A nullable boolean in JSON serializes to true, false, or null. Many client libraries default to treating null as false in conditional checks. The customer reads the documentation, sees "boolean", and writes "if (response.field) { ... }". The code works for true. It silently treats false and null identically. When the field changes from false to null on some records due to a schema migration or a backend code path that does not set it, the customer's logic does not change behavior, which means the customer does not notice the bug.
The default-vs-null asymmetry
The pattern that produces the most production bugs is a field documented as a boolean with a default, where the default applies to creation but not to updates. The customer creates a record without specifying the field. The platform writes true (the default). The customer later updates the record and accidentally omits the field. The platform either writes null (overwriting the previous true) or leaves the field unchanged.
The PATCH semantics here are critical. JSON Merge Patch (RFC 7396) specifies that fields absent from the patch are left unchanged. JSON Patch (RFC 6902) specifies that operations are explicit. Most B2B SaaS APIs that accept "partial updates" use Merge Patch semantics even when they do not document the choice explicitly.

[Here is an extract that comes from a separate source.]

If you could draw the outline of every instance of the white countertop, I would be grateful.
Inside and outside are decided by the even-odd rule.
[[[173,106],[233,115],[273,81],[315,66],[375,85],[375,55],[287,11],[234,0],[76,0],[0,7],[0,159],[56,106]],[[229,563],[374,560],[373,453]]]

With Merge Patch semantics, an omitted field is unchanged. The customer who sends {"name": "new"} updates only the name. The boolean field keeps its current value. This is usually what the customer expects.

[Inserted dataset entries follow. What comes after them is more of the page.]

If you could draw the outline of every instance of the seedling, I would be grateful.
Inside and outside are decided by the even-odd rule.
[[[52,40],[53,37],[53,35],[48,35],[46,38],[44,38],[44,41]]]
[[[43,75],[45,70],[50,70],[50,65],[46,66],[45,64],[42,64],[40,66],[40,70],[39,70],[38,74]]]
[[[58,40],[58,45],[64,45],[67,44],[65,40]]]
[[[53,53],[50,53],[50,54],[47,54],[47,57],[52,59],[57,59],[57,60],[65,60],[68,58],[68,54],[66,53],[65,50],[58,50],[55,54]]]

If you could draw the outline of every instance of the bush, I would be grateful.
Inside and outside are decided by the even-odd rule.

With PUT semantics, an omitted field is reset to the default. The customer who sends {"name": "new"} resets every other field. This is rarely what the customer expects and is the source of much customer confusion when the platform documentation says "PUT" but the implementation is closer to PATCH semantics.
The null-as-explicit-clearing pattern
One useful convention is to treat null in an update payload as an explicit request to clear the field. The customer sends {"field": null} to mean "set this back to the default" or "remove this value". This works only for fields where null is a valid stored state (i.e., the three-state case) or where the default is well-defined.

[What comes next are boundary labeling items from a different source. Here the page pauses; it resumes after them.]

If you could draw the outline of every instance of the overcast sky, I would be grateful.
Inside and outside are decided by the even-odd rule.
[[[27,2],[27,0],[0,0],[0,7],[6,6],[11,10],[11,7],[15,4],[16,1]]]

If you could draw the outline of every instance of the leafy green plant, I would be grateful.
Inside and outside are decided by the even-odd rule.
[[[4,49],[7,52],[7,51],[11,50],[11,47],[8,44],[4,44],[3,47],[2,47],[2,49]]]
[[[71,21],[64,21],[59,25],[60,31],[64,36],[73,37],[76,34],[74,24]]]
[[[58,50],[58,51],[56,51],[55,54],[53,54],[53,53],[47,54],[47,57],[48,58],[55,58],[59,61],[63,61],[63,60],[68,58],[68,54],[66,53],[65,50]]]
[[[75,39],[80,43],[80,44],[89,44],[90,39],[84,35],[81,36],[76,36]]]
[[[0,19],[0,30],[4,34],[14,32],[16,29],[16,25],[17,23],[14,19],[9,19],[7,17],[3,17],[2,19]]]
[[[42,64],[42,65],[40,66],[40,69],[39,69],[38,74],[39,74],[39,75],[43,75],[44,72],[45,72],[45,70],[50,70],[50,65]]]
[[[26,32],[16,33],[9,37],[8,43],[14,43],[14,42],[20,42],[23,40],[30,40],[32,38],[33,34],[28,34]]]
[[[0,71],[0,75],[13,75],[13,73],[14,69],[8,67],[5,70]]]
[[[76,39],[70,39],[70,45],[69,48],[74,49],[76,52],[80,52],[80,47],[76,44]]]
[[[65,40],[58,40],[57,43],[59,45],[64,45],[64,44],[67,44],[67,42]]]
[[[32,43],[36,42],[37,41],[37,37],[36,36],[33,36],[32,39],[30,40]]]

The implementation discipline is to distinguish between a key being absent from the payload (leave unchanged) and a key being present with value null (clear). Many JSON deserializers collapse these two cases, producing application code that cannot tell the difference. The mitigation is to deserialize into a structure that preserves the distinction, which most production languages support but with some friction.
The cost of supporting this convention is that the API must document it clearly. Customers who do not know about null-as-clearing will be surprised when their {"field": null} payload changes the field. Customers who do know about it will use it for fields where it makes sense and avoid it elsewhere.
The validation discipline
A defensible policy for boolean fields in a B2B SaaS API is: required on creation with no default unless the default is part of the product semantics; non-null on storage; rejected if null in update payloads; documented behavior for absence in PATCH updates; and an enum used wherever a third state legitimately exists.
This policy produces fewer customer bugs than the alternative of nullable booleans with implicit defaults and inconsistent treatment of null across code paths. The cost is some upfront discipline in API design and some occasional pushback from customers who would prefer to leave fields unspecified.
The bugs the policy prevents are the ones that show up months after integration, in customer code paths that have not been tested with the full state space, surfacing as silent behavior changes when the platform makes an internal change that affects which rows have which state. Those bugs are expensive to debug and erode customer trust in proportion to how confusing the resolution is.